White House Covid coordinator Jeffrey Zients defended the administration’s decision to put out its own plan on boosters ahead of the FDA saying it was an attempt to be transparent about the administration’s thinking on boosters and to give health care providers time to prepare.
While the White House has taken criticism for the move, some public health officials have defended the approach, saying there was need for officials to have come out quickly to prepare the public for the likelihood of boosters, especially as other countries took action and the number of breakthrough cases in the U.S. rose.
“I think the White House did the right thing in foreshadowing that boosters are going to be needed,” said Leana Wen, an emergency physician and former Baltimore health commissioner. “What if they hadn’t said anything? Even at that point Israel, the UK, Germany, among others, were already talking about boosters, there was a growing chorus of experts asking for what their plan would be around boosters.”
The debate at home over booster shots comes as Biden is expected to face pressure this week at the U.N. General Assembly meeting in New York from world leaders who have been pleading with the U.S. to do more to help the billions of people who have yet to get their first dose of the vaccine before providing Americans with a third shot.
The World Health Organization has called for a “moratorium” on boosters, and and other international medical groups have blasted Biden for pushing to get a third dose of the coronavirus vaccine to Americans when only 20 percent of those in lower-income countries are at least partially vaccinated, compared to around 80 percent in some of the wealthiest nations, according to the WHO.
“I will not stay silent when companies and countries that control the global supply of vaccines think the world’s poor should be satisfied with leftovers,” WHO Director General Tedros Adhanom Ghebreyesus said at a press conference last week. “Because manufacturers have prioritized, or been legally obliged to fulfill bilateral deals with rich countries willing to pay top dollar, low-income countries have been deprived of the tools to protect their people.”

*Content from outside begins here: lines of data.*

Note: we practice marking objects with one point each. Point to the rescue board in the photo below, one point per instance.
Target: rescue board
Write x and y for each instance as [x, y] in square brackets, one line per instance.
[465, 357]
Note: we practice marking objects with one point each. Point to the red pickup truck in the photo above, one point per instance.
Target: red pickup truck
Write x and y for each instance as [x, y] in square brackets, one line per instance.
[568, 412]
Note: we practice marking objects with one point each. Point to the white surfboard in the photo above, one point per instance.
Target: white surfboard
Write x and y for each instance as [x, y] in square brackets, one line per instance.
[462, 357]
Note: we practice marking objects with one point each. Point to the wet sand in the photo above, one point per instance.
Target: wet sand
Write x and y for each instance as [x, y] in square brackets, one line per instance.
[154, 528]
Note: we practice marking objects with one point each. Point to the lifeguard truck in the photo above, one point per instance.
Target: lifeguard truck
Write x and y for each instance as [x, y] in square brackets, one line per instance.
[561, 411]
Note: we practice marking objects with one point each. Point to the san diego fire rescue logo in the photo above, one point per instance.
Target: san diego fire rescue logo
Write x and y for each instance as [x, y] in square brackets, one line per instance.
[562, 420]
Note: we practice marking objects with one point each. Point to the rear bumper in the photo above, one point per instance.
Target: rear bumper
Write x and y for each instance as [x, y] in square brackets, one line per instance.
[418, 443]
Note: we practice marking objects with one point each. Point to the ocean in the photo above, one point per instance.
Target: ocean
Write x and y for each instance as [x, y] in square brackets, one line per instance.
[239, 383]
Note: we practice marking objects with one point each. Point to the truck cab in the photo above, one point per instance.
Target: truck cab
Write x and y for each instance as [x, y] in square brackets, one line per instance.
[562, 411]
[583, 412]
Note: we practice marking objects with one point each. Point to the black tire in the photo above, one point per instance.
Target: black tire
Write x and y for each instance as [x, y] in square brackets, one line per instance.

Biden has indicated he will announce new U.S. efforts this week to help with the global vaccine supply, and is scheduled to hold a virtual Covid summit on Wednesday at which he plans to ask world leaders to commit to improve equitable access to vaccines, oxygen supplies, tests and protective equipment, and establish a better health financing system.
In response to the criticism, White House officials have said the U.S. is able to both give boosters to Americans and lead efforts to vaccinate the world, citing the 140 million doses that the U.S. has already delivered to more than 90 countries. The U.S. plans to ship at least 200 million additional doses this year.
Administration officials declined to comment on a Washington Post report Friday that the White House was in talks with Pfizer to buy millions of additional doses of that vaccine to donate overseas.
At the same time, COVAX, an international organization tasked with speeding up the production and distribution of vaccines, said this month it expects to fall short of its goal of delivering two billion doses to developing countries this year. Instead, the group said, it is slated to have access to 1.4 billion doses of vaccine in 2021, unless there is a new action taken by producers and higher income countries to prioritize getting vaccines to lower income countries.
“It makes us look really bad, not that that should dictate our decision-making on this issue, but it is not a good look,” said Gounder. “I’m also just not impressed by how we have stepped up to try to get the rest of the world vaccinated. I don’t think the efforts have been adequate.”